Robotic angioplasty is an innovative healthcare advancement saving patients and doctors alike
Innovations in medical care are not only saving patients but also aiding doctors to be precise in their surgeries and therapies. A remote-controlled, robotic-assisted angioplasty system has been developed to address some of the
procedural challenges and occupational hazards associated with traditional surgery methods.
The traditional procedure may throw up obstacles not only for patients but doctors as well. According to Dr Narendra Nath Khanna, a renowned cardiologist and vascular interventionist at Apollo Hospital, New Delhi, “During angioplasty, the operator has to go inside the Cath lab and has to wear an apron which is made of lead and weighs up to 10 kg. This induces a lot of
the strain on the operator, especially in the neck and shoulders. Not only that, conducting frequent surgeries means the operator ends up getting frequently exposed to radiations which can be very harmful. Many doctors have developed cancer due to the prolonged exposure to the radiations.”

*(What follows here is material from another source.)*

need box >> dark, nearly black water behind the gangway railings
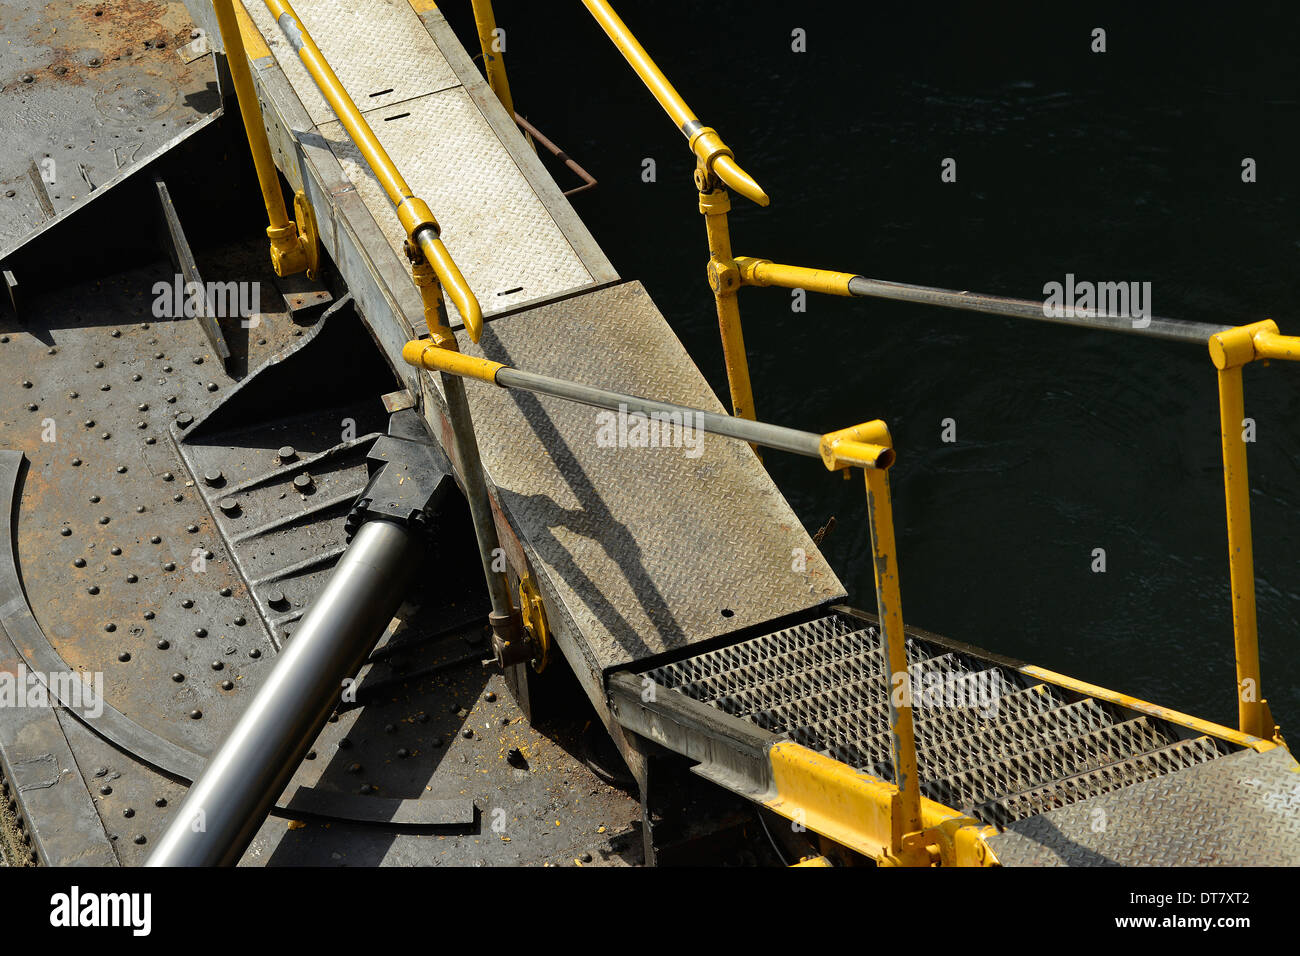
[447,0,1300,726]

Instead of the doctor’s arm, the procedure is conducted by a robotic arm which is controlled by surgeons. The precision of the robotic arm is 20 times higher than that of a human being’s. This also eliminates the hand tremors due to tiredness, stress and various other reasons.

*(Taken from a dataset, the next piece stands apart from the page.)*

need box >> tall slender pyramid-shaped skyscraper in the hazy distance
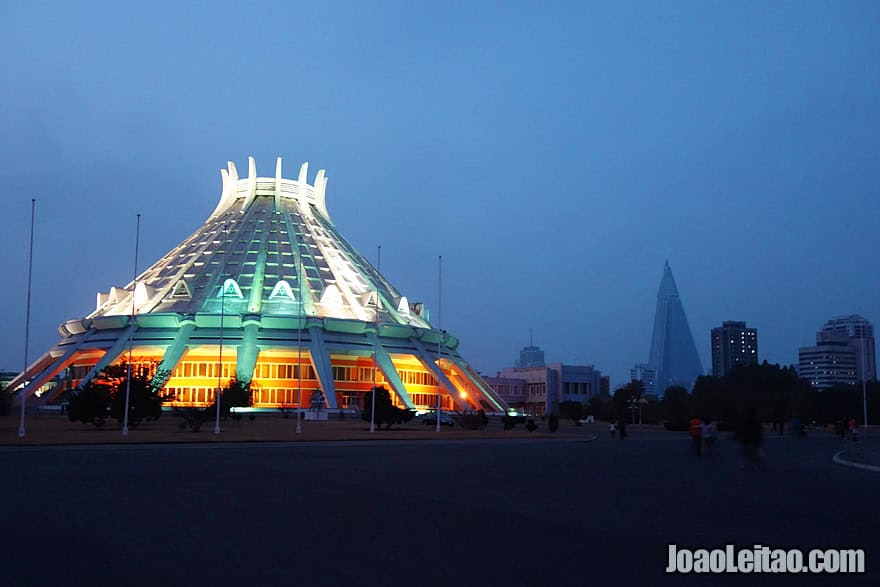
[649,261,703,396]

The robots are made in such a way that they magnify the movement of the robotic arm by 20 times, giving high precision while operating.
The operators (doctors) sit outside the Cath Lab in a workstation from where they control the device. This eliminates the direct and prolonged exposure to the radiations.
The Future of Healthcare
This procedure can also bridge the gap in medical services in the rural areas. As Dr Khanna says, “In the future, the doctor can be at New Delhi Apollo Hospital and the patient can be in some other part of the country. The robot can be manoeuvered through the internet at the patient’s health facility. A few doctors are experts and can use this technology to conduct high value distance procedures.”